Search code examples
c++cudaconstexprnvcc

nvcc compiler recognizes static constexpr as undefined in device code


This question is a follow-up question of this one.
It is about the nvcc compiler recognizing a static constexpr class variable as undefined in device code, if the variable is odr-used. However, I could not find a reason, why it should not work.
The error message is:

error: identifier "Tester<int> ::ONE" is undefined in device code

compiled with

nvcc -std=c++11 -ccbin=/usr/bin/g++-4.9 -arch=sm_30 main.cu

The nvcc compiler version is release 8.0, V8.0.26.
An minimal example (a shortened version of the MWE in the previous question, concentrating on this particular issue) is given by

#include <iostream>
#include <cstdlib>

#ifdef __CUDACC__
    #define HD __host__ __device__
#else
    #define HD
#endif


HD void doSomething(const int& var ) {};

template<typename T> class Tester
{
public:
    static constexpr int ONE = 1;

    HD void test()
    {
        doSomething( ONE );
    }
};
template<typename T> constexpr int Tester<T>::ONE;


int main()
{
    using t = int;

    Tester<t> tester;
    tester.test();

    return EXIT_SUCCESS;
}

The question is not about fixing this particular code (which would be done by passing var by value instead of const reference - at least the compiler does not complain any more, although it is an odr-use, isn't it?).
The question is, whether this is a bug of the nvcc compiler or if there is some good reason, why this does not work (I did not find any hints on that on the NVIDIA pages...).


Solution

  • I think this extract from the E.2.13. Const-qualified variables section of CUDA documentation explains that:

    Let 'V' denote a namespace scope variable or a class static member variable that has const qualified type and does not have execution space annotations (e.g., __device__, __constant__, __shared__). V is considered to be a host code variable.

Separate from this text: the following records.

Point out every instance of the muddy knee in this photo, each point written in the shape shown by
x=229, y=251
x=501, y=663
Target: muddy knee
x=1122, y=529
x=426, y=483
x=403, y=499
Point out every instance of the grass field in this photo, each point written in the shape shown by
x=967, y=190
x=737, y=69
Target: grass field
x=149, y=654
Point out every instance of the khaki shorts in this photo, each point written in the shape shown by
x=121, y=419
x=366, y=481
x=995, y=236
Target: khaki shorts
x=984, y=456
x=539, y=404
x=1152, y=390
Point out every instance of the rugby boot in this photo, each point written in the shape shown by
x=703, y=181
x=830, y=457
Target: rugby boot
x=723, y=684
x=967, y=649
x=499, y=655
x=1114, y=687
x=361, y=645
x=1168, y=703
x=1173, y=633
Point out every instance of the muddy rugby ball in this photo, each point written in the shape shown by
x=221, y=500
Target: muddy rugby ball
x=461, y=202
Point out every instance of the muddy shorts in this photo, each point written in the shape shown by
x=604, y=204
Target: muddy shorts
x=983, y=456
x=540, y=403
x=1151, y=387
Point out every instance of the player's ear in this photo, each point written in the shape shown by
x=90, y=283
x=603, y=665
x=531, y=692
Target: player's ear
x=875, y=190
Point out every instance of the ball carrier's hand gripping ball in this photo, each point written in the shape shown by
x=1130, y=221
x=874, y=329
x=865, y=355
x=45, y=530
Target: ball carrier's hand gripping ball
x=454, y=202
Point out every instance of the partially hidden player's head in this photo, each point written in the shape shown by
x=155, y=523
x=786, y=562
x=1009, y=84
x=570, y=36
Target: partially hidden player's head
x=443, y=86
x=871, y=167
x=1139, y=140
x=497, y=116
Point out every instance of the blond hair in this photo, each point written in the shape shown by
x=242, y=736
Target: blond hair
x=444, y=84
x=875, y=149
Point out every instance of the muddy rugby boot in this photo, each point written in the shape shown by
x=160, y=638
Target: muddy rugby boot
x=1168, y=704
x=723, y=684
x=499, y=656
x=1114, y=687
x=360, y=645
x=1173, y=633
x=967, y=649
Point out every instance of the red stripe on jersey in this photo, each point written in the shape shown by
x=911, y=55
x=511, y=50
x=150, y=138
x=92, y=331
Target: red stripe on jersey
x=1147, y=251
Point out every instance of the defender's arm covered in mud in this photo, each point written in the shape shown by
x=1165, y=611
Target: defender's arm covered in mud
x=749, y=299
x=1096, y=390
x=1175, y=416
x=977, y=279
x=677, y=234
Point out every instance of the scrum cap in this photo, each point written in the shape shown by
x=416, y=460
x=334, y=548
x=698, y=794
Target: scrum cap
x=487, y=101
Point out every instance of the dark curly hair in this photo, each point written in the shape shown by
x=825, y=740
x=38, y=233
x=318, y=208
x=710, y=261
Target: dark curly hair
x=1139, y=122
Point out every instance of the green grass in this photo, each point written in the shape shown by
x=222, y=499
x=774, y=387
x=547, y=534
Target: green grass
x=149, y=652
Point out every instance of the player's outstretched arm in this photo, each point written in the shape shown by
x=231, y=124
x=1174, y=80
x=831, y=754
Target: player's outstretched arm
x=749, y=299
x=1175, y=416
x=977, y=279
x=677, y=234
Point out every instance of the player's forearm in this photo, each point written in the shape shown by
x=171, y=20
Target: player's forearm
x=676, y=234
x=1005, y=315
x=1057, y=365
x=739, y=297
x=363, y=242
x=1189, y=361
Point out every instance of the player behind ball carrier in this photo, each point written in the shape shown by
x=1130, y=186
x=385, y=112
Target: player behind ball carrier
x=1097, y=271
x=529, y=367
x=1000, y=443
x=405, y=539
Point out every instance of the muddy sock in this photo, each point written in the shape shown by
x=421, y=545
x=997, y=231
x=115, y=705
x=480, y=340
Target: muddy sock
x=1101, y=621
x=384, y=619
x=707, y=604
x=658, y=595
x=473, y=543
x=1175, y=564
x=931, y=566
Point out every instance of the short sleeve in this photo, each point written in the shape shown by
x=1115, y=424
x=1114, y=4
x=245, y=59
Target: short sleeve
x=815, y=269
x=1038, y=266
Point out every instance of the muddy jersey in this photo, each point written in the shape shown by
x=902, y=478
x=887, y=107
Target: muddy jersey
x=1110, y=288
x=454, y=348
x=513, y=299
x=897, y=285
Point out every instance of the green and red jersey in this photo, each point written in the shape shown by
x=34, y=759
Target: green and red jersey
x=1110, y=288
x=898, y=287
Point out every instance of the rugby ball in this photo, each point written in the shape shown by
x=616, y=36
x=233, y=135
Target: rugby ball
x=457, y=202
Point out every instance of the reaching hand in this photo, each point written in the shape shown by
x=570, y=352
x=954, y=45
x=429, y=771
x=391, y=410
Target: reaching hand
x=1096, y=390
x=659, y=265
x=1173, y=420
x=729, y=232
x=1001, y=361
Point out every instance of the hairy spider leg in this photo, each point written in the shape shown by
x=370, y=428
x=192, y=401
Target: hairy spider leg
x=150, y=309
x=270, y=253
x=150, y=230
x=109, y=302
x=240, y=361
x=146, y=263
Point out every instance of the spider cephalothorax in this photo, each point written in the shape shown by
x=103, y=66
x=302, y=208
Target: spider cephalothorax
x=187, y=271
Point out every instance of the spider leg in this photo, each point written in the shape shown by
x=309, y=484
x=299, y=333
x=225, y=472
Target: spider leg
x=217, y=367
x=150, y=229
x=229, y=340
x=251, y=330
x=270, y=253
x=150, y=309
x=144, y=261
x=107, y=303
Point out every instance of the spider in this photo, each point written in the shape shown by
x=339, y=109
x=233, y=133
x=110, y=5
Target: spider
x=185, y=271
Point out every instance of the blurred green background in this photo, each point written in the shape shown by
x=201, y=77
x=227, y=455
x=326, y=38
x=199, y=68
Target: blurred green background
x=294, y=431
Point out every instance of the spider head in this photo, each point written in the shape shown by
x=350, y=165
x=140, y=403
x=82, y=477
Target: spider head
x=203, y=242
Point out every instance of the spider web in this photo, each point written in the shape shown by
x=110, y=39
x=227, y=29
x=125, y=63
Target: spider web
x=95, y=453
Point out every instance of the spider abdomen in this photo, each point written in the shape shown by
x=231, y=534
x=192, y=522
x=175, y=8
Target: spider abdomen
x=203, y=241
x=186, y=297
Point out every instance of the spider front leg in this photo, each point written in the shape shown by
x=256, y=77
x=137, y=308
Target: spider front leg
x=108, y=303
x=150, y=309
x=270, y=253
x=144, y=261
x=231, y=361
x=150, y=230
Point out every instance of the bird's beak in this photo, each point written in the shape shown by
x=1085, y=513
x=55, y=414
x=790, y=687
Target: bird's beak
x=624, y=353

    The value of V may be directly used in device code, if:
    • V has been initialized with a constant expression before the point of use, and
    • it has one of the following types:
      • builtin floating point type except when the Microsoft compiler is used as the host compiler,
      • builtin integral type.

    Device source code cannot contain a reference to V or take the address of V.

    I think that your code is violating the last sentence - your code contains a reference.